Ambisi kita selangit. Pemerintah ingin AI jadi pilar utama. Bisnis berlomba adopsi. Tapi siapa yang mau bangun, mengelola, dan mengembangkan AI ini? Talenta kita belum siap. Ini bukan sekadar 'kurang orang', tapi 'kurang orang yang tepat'.

Pusat data hijau, misalnya. Ini tulang punggung keberlanjutan digital. Tapi butuh ahli rekayasa termal, efisiensi energi, dan tata kelola AI yang paham ESG. Kurikulum pendidikan kita? Jauh panggang dari api. Mahasiswa diajar apa, industri butuh apa, kok bisa beda jauh? Sistem pendidikan kita ini lambatnya minta ampun. Bagaimana mau mengejar ketertinggalan kalau fondasinya saja rapuh?
Adopsi Cepat, Kesiapan Lambat
Studi-studi independen, meski datanya tersebar, menunjukkan pola yang konsisten: adopsi AI di sektor keuangan, manufaktur, dan logistik melonjak. Artinya, perusahaan-perusahaan mulai pakai AI. Tapi ini seperti beli mobil sport tanpa punya SIM, apalagi mekanik yang bisa benerin kalau mogok.

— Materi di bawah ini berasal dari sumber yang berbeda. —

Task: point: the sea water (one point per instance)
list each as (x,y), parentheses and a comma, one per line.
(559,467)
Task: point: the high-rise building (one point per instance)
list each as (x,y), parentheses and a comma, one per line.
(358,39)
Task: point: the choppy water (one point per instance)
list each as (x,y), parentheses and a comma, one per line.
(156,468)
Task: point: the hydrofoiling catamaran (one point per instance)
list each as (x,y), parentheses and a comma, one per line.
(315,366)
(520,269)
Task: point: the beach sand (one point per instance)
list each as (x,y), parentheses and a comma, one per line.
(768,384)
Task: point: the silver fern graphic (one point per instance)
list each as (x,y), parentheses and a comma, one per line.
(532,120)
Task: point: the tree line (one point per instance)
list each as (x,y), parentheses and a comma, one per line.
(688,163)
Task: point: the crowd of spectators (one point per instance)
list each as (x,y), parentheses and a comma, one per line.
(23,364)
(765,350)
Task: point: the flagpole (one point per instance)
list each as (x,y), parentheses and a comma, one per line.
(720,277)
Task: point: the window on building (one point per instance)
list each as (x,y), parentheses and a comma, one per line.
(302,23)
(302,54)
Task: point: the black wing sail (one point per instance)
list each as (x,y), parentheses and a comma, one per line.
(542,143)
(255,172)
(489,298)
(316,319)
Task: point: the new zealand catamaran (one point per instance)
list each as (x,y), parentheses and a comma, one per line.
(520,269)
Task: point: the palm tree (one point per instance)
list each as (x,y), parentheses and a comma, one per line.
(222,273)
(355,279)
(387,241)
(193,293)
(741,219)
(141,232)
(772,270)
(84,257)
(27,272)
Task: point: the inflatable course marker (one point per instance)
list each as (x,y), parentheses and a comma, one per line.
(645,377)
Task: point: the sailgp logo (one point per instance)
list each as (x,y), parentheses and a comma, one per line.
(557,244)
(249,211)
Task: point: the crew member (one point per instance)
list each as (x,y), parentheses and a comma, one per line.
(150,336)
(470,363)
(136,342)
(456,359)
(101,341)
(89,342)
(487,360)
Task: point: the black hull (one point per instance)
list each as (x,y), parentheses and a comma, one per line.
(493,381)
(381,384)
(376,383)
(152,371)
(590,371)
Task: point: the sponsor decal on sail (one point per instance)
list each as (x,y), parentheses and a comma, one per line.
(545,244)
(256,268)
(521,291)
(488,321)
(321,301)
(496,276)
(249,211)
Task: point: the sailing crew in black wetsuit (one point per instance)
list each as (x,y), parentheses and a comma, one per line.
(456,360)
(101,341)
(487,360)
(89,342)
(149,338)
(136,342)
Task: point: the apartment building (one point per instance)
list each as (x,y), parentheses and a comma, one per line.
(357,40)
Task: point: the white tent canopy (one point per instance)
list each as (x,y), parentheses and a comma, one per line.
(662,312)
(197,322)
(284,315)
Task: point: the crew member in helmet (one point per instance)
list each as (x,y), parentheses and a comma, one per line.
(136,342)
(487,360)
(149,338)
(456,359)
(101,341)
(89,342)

"Kita membangun infrastruktur masa depan dengan mentalitas masa lalu, dan hasilnya adalah pondasi digital yang keropos."
Ini bukan soal bisa pakai ChatGPT. Ini soal bisa membangun dan mengelola sistem AI kompleks yang dibutuhkan oleh pusat data modern dan industri 4.0. Kita butuh insinyur data, ilmuwan AI, ahli etika AI, dan spesialis keamanan siber. Bukan cuma user.

Solusi Bukan Sekadar Training Kilat
Jadi, apa solusinya? Bukan cuma kursus kilat atau bootcamp musiman. Itu cuma tambal sulam. Kita butuh revisi kurikulum pendidikan vokasi yang radikal. Libatkan industri secara langsung. Biarkan mereka bilang, "Kami butuh orang yang bisa ini dan itu," lalu kurikulum disusun berdasarkan itu.
Pemerintah juga harus jadi fasilitator. Insentif untuk perusahaan yang berinvestasi di pengembangan talenta internal. Kolaborasi dengan universitas asing yang memang unggul di bidang AI. Jangan cuma sibuk bikin regulasi sana-sini, tapi lupa menyiapkan manusianya.
Kalau ini dibiarkan, ambisi digital Indonesia cuma akan jadi mimpi basah. Kita akan jadi pasar besar bagi teknologi asing, tanpa kemampuan untuk jadi pemain utama. Ironis, kan?